3.2. La circostanza che F. fosse solito elevare contravvenzioni fuori del servizio - per quanto solo labialmente sostenuta - non appare idonea a disarticolare il ragionamento probatorio esposto dai Giudici di merito, posto che lo stesso era basato sulla dimostrazione che il giorno (OMISSIS) non era stata elevata alcuna contravvenzione.


3.3. Quanto alla prova della inconciliabilità della presenza del B. nei luoghi indicati nel verbale e quelli oggetto dei fatti denunciati dal D., la Corte di appello ha fatto ricorso a massime di esperienza e a fatti notori, conformemente ai principi di diritto enunciati in materia (tra tante, Sez. 2, n. 51818 del 06/12/2013, Brunetti, Rv. 258117).


3.4. La prova del concorso del C. nella calunnia non risulta il frutto di un salto logico: la Corte di appello, una volta accertata la falsità di quanto si intendeva rappresentare con il verbale di contravvenzione, ha stabilito che la testimonianza del C. era in modo univoco preordinata a dimostrare la falsità delle accuse mosse dal D. nei confronti del B..


3.5. In ordine alla qualificazione della condotta nella forma del tentativo, va ribadito che la calunnia è reato istantaneo e che pertanto la eventuale ritrattazione è inidonea a farlo degradare all'ipotesi di delitto tentato e, parallelamente a configurare recesso attivo (tra tante, Sez. 6, n. 10896 del 16/10/1995, Garganese, Rv. 203188; Sez. 6, n. 29536 del 02/07/2013, Drappa, Rv.


256152).


Nè è sostenibile l'inidoneità della condotta al momento in cui intervenne la confessione del B., non essendo dirimente che il giudice di pace non abbia fatto alcun cenno alla disseminazione di tracce di reato, considerato che non era questo il tema oggetto del processo.
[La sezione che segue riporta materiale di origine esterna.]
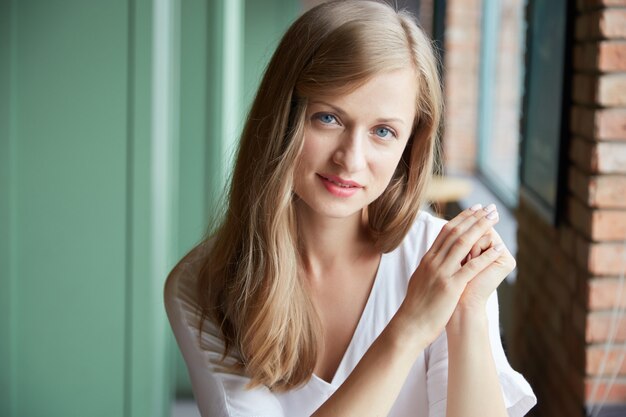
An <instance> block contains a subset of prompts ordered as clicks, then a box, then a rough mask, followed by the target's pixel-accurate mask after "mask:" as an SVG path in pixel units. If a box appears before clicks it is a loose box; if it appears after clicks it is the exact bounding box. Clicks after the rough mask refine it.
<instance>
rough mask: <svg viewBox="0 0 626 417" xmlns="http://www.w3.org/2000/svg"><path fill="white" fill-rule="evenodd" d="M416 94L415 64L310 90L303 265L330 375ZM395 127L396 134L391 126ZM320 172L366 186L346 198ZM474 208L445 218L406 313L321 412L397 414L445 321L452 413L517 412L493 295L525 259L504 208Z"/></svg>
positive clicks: (353, 414)
mask: <svg viewBox="0 0 626 417" xmlns="http://www.w3.org/2000/svg"><path fill="white" fill-rule="evenodd" d="M416 95H417V86H416V83H415V74H414V72H413V71H412V70H411V69H403V70H396V71H393V72H388V73H384V74H380V75H377V76H375V77H373V78H372V79H370V80H369V81H368V82H367V83H365V84H364V85H362V86H360V87H359V88H357V89H356V90H354V91H352V92H350V93H348V94H345V95H340V96H332V97H313V98H311V99H310V105H309V109H308V112H307V125H306V128H305V142H304V150H303V153H302V157H301V159H300V161H299V164H298V167H297V170H296V176H295V178H296V179H297V180H296V183H295V192H296V194H297V195H298V197H299V201H298V203H297V205H296V210H297V211H298V216H299V218H300V219H301V220H302V221H301V222H299V224H300V225H301V226H300V228H301V229H300V231H299V232H300V233H299V235H300V236H301V239H302V241H301V245H302V255H303V259H304V266H303V267H304V271H303V272H304V276H305V278H306V280H307V283H308V285H309V290H310V292H311V297H312V299H313V302H314V304H315V305H316V308H317V310H318V312H319V314H320V319H321V321H322V325H323V328H324V332H325V334H324V336H325V340H324V344H323V346H322V348H323V349H322V351H321V354H320V355H319V358H318V363H317V364H316V369H315V373H316V375H318V376H320V377H322V378H324V379H326V380H331V379H332V377H333V375H334V373H335V371H336V369H337V366H338V365H339V361H340V359H341V357H342V356H343V353H344V352H345V349H346V348H347V345H348V343H349V341H350V339H351V337H352V334H353V332H354V329H355V327H356V324H357V322H358V319H359V317H360V315H361V313H362V311H363V308H364V305H365V302H366V300H367V297H368V295H369V291H370V289H371V286H372V282H373V279H374V276H375V273H376V269H377V268H378V263H379V261H380V256H381V254H380V253H377V252H376V250H375V249H374V248H373V245H372V242H371V241H369V240H368V238H367V236H366V233H365V225H364V222H363V215H362V213H363V208H364V207H366V206H367V205H368V204H370V203H371V202H372V201H374V200H375V199H376V198H377V197H378V196H379V195H380V194H381V193H382V192H383V190H384V189H385V187H386V186H387V184H388V183H389V181H390V179H391V176H392V174H393V171H394V169H395V167H396V166H397V164H398V161H399V160H400V156H401V154H402V151H403V150H404V147H405V146H406V143H407V140H408V136H409V134H410V127H411V125H412V122H413V118H414V115H415V112H416V107H415V97H416ZM390 131H392V132H393V135H392V136H387V135H388V133H389V132H390ZM320 175H322V176H324V175H334V176H337V177H340V178H342V179H344V180H351V181H356V182H357V183H359V184H360V187H359V188H358V189H357V190H356V191H355V192H354V193H353V194H352V195H351V196H350V197H338V196H336V195H334V194H333V193H332V192H330V191H329V190H328V188H327V187H326V186H325V183H324V180H323V178H322V177H320ZM326 185H328V184H326ZM474 209H475V210H466V211H464V212H462V213H461V214H460V215H459V216H457V217H456V218H454V219H453V220H451V221H450V222H449V223H448V224H447V225H446V226H445V227H444V228H443V230H442V231H441V233H440V234H439V236H438V237H437V239H436V240H435V242H434V243H433V246H432V247H431V249H430V250H429V251H428V252H427V253H426V254H425V256H424V258H423V259H422V261H421V263H420V265H419V266H418V268H417V269H416V270H415V272H414V273H413V275H412V277H411V281H410V283H409V287H408V291H407V295H406V298H405V300H404V302H403V303H402V305H401V307H400V309H399V310H398V312H397V313H396V315H395V316H394V317H393V318H392V320H391V322H390V323H389V325H388V326H387V328H385V330H384V331H383V332H382V333H381V335H380V336H379V337H378V338H377V339H376V340H375V342H374V343H373V344H372V346H371V347H370V348H369V350H368V351H367V352H366V354H365V355H364V356H363V358H362V359H361V361H360V362H359V363H358V365H357V366H356V368H355V369H354V371H353V372H352V374H351V375H350V376H349V377H348V378H347V380H346V381H345V382H344V383H343V384H342V385H341V386H340V387H339V389H337V391H336V392H335V393H334V394H333V395H332V396H331V397H330V398H329V399H328V400H327V401H326V402H325V403H324V404H323V405H322V406H321V407H320V408H319V409H318V410H317V411H316V412H315V414H314V415H315V416H337V415H341V416H360V417H361V416H384V415H387V414H388V412H389V410H390V409H391V407H392V405H393V403H394V401H395V399H396V397H397V395H398V393H399V392H400V389H401V387H402V385H403V384H404V381H405V379H406V377H407V374H408V372H409V370H410V368H411V366H412V365H413V363H414V362H415V360H416V359H417V357H418V356H419V354H420V353H421V352H422V351H423V350H424V349H425V348H426V347H427V346H428V345H429V344H430V343H431V342H433V341H434V340H435V338H436V337H437V336H438V335H439V334H440V333H441V331H443V330H444V329H445V330H446V331H447V335H448V344H449V375H448V407H447V416H448V417H473V416H476V417H478V416H480V417H504V416H506V415H507V414H506V410H505V406H504V401H503V399H502V395H501V391H500V385H499V381H498V377H497V374H496V369H495V364H494V362H493V358H492V353H491V348H490V344H489V335H488V327H487V316H486V302H487V299H488V297H489V295H490V294H491V293H492V292H493V291H494V290H495V289H496V288H497V286H498V285H499V284H500V282H501V281H502V280H503V279H504V278H505V277H506V275H507V274H508V273H509V272H510V271H511V270H513V268H514V267H515V261H514V260H513V257H512V256H511V254H510V253H509V251H508V250H507V249H506V248H505V247H504V246H503V245H502V242H501V239H500V237H499V236H498V235H497V233H495V231H493V226H494V224H495V223H497V221H498V216H497V210H495V208H494V207H490V210H484V209H482V208H480V207H474ZM489 213H491V214H489ZM470 253H471V254H472V255H471V257H470V256H468V255H470ZM347 292H348V293H350V294H354V298H353V297H350V299H351V301H353V302H351V303H346V299H345V297H343V296H342V294H346V293H347ZM346 304H349V305H346ZM337 317H341V320H337ZM338 322H341V323H338ZM478 378H480V383H476V381H477V379H478ZM374 399H375V400H374Z"/></svg>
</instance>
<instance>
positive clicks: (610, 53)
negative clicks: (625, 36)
mask: <svg viewBox="0 0 626 417" xmlns="http://www.w3.org/2000/svg"><path fill="white" fill-rule="evenodd" d="M573 64H574V69H575V70H579V71H592V72H617V71H624V70H626V41H623V40H605V41H598V42H583V43H579V44H577V45H574V62H573Z"/></svg>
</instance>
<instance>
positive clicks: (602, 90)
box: [572, 73, 626, 107]
mask: <svg viewBox="0 0 626 417" xmlns="http://www.w3.org/2000/svg"><path fill="white" fill-rule="evenodd" d="M573 80H574V83H573V91H572V99H573V101H574V103H577V104H587V105H593V104H598V105H601V106H607V107H608V106H623V105H625V104H626V74H623V73H609V74H602V75H592V74H574V77H573Z"/></svg>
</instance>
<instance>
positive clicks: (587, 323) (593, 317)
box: [585, 310, 626, 343]
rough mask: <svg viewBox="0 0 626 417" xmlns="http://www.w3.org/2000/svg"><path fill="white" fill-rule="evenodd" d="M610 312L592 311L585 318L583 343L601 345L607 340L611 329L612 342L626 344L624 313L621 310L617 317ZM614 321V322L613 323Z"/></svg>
mask: <svg viewBox="0 0 626 417" xmlns="http://www.w3.org/2000/svg"><path fill="white" fill-rule="evenodd" d="M614 316H615V314H614V313H613V312H612V311H593V312H591V313H589V315H588V316H587V331H586V332H585V341H586V342H587V343H601V342H606V341H608V340H609V336H610V333H611V328H612V327H613V328H614V330H613V332H614V334H613V336H614V339H613V340H614V341H615V342H618V343H624V342H626V313H624V310H622V311H621V312H620V313H618V315H617V319H616V318H615V317H614ZM614 320H615V321H614Z"/></svg>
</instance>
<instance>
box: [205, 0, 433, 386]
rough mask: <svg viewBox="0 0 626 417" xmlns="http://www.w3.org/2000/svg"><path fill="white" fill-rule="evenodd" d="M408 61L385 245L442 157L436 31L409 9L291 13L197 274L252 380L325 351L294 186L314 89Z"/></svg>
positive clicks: (382, 243)
mask: <svg viewBox="0 0 626 417" xmlns="http://www.w3.org/2000/svg"><path fill="white" fill-rule="evenodd" d="M407 67H412V68H414V69H415V74H416V77H417V80H418V97H417V114H416V116H415V123H414V127H413V133H412V135H411V138H410V139H409V142H408V144H407V147H406V149H405V151H404V154H403V155H402V159H401V161H400V163H399V164H398V167H397V169H396V171H395V173H394V175H393V177H392V179H391V182H390V184H389V185H388V187H387V188H386V190H385V191H384V192H383V194H382V195H381V196H380V197H379V198H378V199H377V200H375V201H374V202H373V203H372V204H371V205H370V206H369V207H368V208H367V218H368V222H369V229H370V231H371V236H372V239H373V242H374V244H375V245H376V246H377V248H379V250H380V251H381V252H388V251H391V250H392V249H394V248H395V247H397V246H398V245H399V244H400V242H401V241H402V239H403V237H404V236H405V235H406V233H407V231H408V230H409V228H410V227H411V224H412V223H413V221H414V220H415V217H416V215H417V212H418V210H419V207H420V204H421V203H422V201H423V197H424V191H425V189H426V186H427V183H428V181H429V180H430V178H431V175H432V171H433V166H434V165H433V164H434V154H435V149H436V143H437V130H438V126H439V123H440V117H441V113H442V111H441V106H442V99H441V86H440V83H439V77H438V73H437V62H436V58H435V56H434V54H433V50H432V47H431V42H430V40H429V39H428V38H427V37H426V36H425V35H424V34H423V32H422V31H421V30H420V29H419V28H418V26H417V25H416V23H415V21H414V20H413V18H412V16H411V15H410V14H408V13H407V12H405V11H396V10H394V9H393V8H392V7H390V6H388V5H386V4H382V3H378V2H373V1H340V2H329V3H324V4H322V5H320V6H317V7H315V8H313V9H311V10H309V11H308V12H307V13H305V14H303V15H302V16H301V17H300V18H299V19H298V20H297V21H296V22H295V23H293V25H292V26H291V27H290V28H289V30H288V31H287V32H286V34H285V35H284V37H283V38H282V40H281V42H280V45H279V46H278V48H277V50H276V52H275V53H274V55H273V57H272V59H271V61H270V63H269V65H268V67H267V69H266V72H265V75H264V77H263V80H262V82H261V85H260V87H259V90H258V92H257V95H256V98H255V100H254V102H253V105H252V108H251V110H250V113H249V115H248V118H247V121H246V124H245V128H244V131H243V134H242V136H241V141H240V144H239V150H238V155H237V160H236V164H235V168H234V172H233V176H232V179H231V185H230V192H229V195H228V206H227V209H226V212H225V214H224V218H223V220H222V222H221V225H220V226H219V228H218V229H217V231H216V233H215V234H214V235H213V236H212V237H211V240H212V241H211V250H210V253H209V254H208V256H207V259H206V261H205V263H204V266H203V268H202V271H201V274H200V278H199V281H198V297H199V300H198V301H199V306H200V310H201V321H200V326H201V325H202V323H203V321H204V320H213V321H214V322H215V323H216V324H217V325H218V326H219V328H220V330H221V333H222V336H223V338H224V341H225V345H226V347H225V351H224V356H226V355H227V353H228V352H230V351H231V350H232V349H234V352H236V353H237V356H238V357H239V359H240V363H239V370H240V371H243V372H245V374H246V375H247V376H248V377H249V378H250V379H251V384H250V386H257V385H261V384H262V385H265V386H267V387H269V388H270V389H272V390H276V391H285V390H289V389H291V388H294V387H296V386H299V385H301V384H304V383H306V382H307V381H308V380H309V378H310V377H311V375H312V373H313V370H314V367H315V364H316V361H317V355H318V346H319V345H318V343H319V338H320V337H321V335H322V332H321V325H320V321H319V318H318V316H317V313H316V311H315V309H314V307H313V304H312V302H311V300H310V298H309V296H308V294H307V291H306V288H305V286H304V283H303V282H301V277H300V274H299V271H300V256H299V253H298V239H297V236H296V230H297V218H296V213H295V210H294V198H296V197H295V195H294V193H293V179H294V178H293V175H294V168H295V166H296V163H297V160H298V157H299V155H300V152H301V149H302V143H303V129H304V123H305V112H306V108H307V99H308V98H309V97H311V96H314V95H317V94H320V93H322V92H326V93H328V92H329V91H332V92H333V94H341V93H345V92H349V91H351V90H353V89H355V88H357V87H358V86H359V85H361V84H363V83H364V82H366V81H367V80H368V79H370V78H371V77H372V76H374V75H376V74H380V73H383V72H387V71H391V70H394V69H399V68H407Z"/></svg>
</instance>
3.6. La mancata concessione della circostanza attenuante ai sensi dell'art. 62 c.p., comma 1, n. 6, in favore del B. è sorretta da un motivazione adeguata e non illogica, avendo escluso la spontaneità della ritrattazione (come in precedenza evidenziato).
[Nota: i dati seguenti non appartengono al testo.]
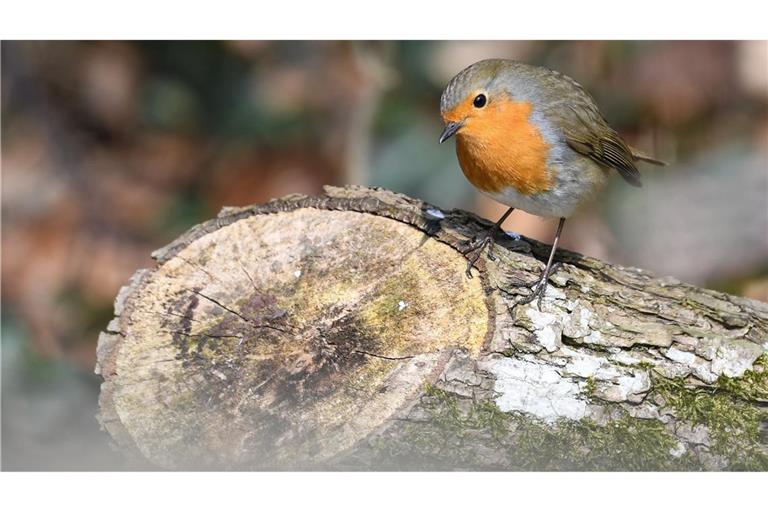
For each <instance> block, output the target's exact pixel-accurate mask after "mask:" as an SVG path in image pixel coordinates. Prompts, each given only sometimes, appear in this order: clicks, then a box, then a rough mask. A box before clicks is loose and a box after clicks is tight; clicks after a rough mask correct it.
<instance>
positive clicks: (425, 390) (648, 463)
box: [379, 386, 696, 471]
mask: <svg viewBox="0 0 768 512" xmlns="http://www.w3.org/2000/svg"><path fill="white" fill-rule="evenodd" d="M425 391H426V392H425V396H424V398H423V400H422V404H421V406H422V407H423V408H424V410H425V411H424V412H426V413H427V415H428V417H429V421H425V422H419V423H412V424H409V425H408V426H407V427H406V431H405V436H404V437H401V436H395V437H394V438H393V439H392V441H391V442H388V443H387V442H385V443H383V444H381V445H380V446H379V448H380V449H382V450H385V451H386V453H387V456H388V457H390V458H392V457H394V459H395V460H396V461H397V462H393V465H398V467H419V468H425V467H429V468H439V469H456V468H467V467H469V468H472V467H477V468H484V469H489V468H493V467H494V466H498V467H499V468H504V469H525V470H618V471H633V470H683V469H694V468H695V467H696V465H695V461H694V460H693V458H692V456H691V454H690V453H689V454H687V455H685V456H683V457H680V458H675V457H673V456H672V455H671V454H670V452H671V451H673V450H674V449H675V448H676V447H677V440H676V439H675V438H674V437H673V436H672V435H671V434H670V433H669V431H668V430H667V429H666V427H665V426H664V424H663V423H661V422H660V421H658V420H647V419H638V418H632V417H630V416H629V415H628V414H627V413H626V412H624V411H623V409H620V408H618V407H617V408H616V412H617V414H618V419H616V420H614V421H610V422H608V423H607V424H606V425H598V424H597V423H595V422H593V421H590V420H581V421H573V420H567V419H563V420H560V421H558V422H556V423H555V424H552V425H550V424H547V423H545V422H542V421H539V420H537V419H535V418H532V417H530V416H528V415H524V414H520V413H505V412H502V411H501V410H500V409H499V408H498V407H497V406H496V404H494V403H493V402H491V401H487V400H486V401H479V402H473V401H471V400H468V399H466V400H465V399H461V398H459V397H457V396H455V395H452V394H451V393H448V392H446V391H444V390H442V389H439V388H436V387H434V386H428V387H427V388H426V390H425Z"/></svg>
Valgono anche per i ricorrenti le osservazioni già esposte per il F. in ordine al sindacato di legittimità sul trattamento sanzionatorio ed in particolare sulla riduzione della pena, sulla concessione dell'attenuante di cui all'art. 62-bis cod. pen. e del beneficio della non menzione.


Nella specie, il giudizio sul punto effettuato dai Giudici di merito risulta adeguatamente motivato, considerato tra l'altro che in sede di appello i ricorrenti si erano limitati ad una richiesta priva di ogni specificazione delle circostanze in grado di supportarla "in concreto" (a sostegno della richiesta per la concessione delle attenuanti generiche si era dedotta la sola incensuratezza e la giovane età del C. e la ritrattazione del B.).
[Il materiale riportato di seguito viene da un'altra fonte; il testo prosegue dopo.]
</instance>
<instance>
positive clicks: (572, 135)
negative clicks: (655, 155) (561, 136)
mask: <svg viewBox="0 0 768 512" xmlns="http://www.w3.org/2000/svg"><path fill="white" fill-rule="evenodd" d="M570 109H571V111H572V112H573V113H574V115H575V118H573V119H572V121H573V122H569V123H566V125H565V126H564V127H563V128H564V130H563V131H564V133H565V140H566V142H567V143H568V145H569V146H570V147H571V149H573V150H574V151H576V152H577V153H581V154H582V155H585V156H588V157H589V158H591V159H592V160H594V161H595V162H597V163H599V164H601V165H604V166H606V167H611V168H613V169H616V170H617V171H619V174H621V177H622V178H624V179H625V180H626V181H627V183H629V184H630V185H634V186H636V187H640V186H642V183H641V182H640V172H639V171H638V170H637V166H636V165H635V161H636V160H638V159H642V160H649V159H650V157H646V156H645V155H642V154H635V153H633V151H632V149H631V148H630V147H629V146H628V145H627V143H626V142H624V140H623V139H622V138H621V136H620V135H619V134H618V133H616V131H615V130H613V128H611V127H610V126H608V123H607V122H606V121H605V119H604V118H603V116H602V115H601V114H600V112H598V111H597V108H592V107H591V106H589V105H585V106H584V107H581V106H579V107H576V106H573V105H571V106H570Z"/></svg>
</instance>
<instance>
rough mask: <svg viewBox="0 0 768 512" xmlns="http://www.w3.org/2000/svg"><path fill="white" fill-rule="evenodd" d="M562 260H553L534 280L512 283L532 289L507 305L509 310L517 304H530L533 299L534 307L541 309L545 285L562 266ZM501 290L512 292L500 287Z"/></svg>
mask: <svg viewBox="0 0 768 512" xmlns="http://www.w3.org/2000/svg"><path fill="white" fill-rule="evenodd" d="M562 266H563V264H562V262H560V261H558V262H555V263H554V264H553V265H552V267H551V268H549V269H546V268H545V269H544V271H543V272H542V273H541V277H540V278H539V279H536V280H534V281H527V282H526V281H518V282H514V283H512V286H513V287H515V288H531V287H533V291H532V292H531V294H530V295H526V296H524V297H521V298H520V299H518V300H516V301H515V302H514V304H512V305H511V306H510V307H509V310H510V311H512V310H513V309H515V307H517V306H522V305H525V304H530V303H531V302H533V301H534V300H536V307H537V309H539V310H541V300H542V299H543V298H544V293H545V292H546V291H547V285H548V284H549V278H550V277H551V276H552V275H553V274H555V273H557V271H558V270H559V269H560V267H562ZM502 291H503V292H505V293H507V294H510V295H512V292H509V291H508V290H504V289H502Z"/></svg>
Ad avviso della Corte di appello, la pena non era passibile di attenuazione, considerate le modalità esecutive e i motivi che avevano determinato i ricorrenti alla commissione dei reati, non ravvisando a contrario elementi idonei a sostenere la necessità della mitigazione della pena.


Quanto alla pena al beneficio della non menzione della condanna di cui all'art. 175 cod. pen., considerata anche la aspecificità del motivo di appello, il diniego appare congruamente motivato.


4. Conclusivamente i ricorsi devono essere rigettati con la condanna dei ricorrenti al pagamento delle spese processuali e alla rifusione delle spese sostenute in questo grado dalla parte civile, che si liquidano come da dispositivo.


P.Q.M.

Rigetta i ricorsi e condanna i ricorrenti al pagamento delle spese processuali, nonchè ciascuno alla rifusione delle spese sostenute in questa fase in favore della parte civile D.I., che liquida in mille Euro, oltre spese generali nella misura del 15%, più IVA e CPA. Così deciso in Roma, il 29 gennaio 2016.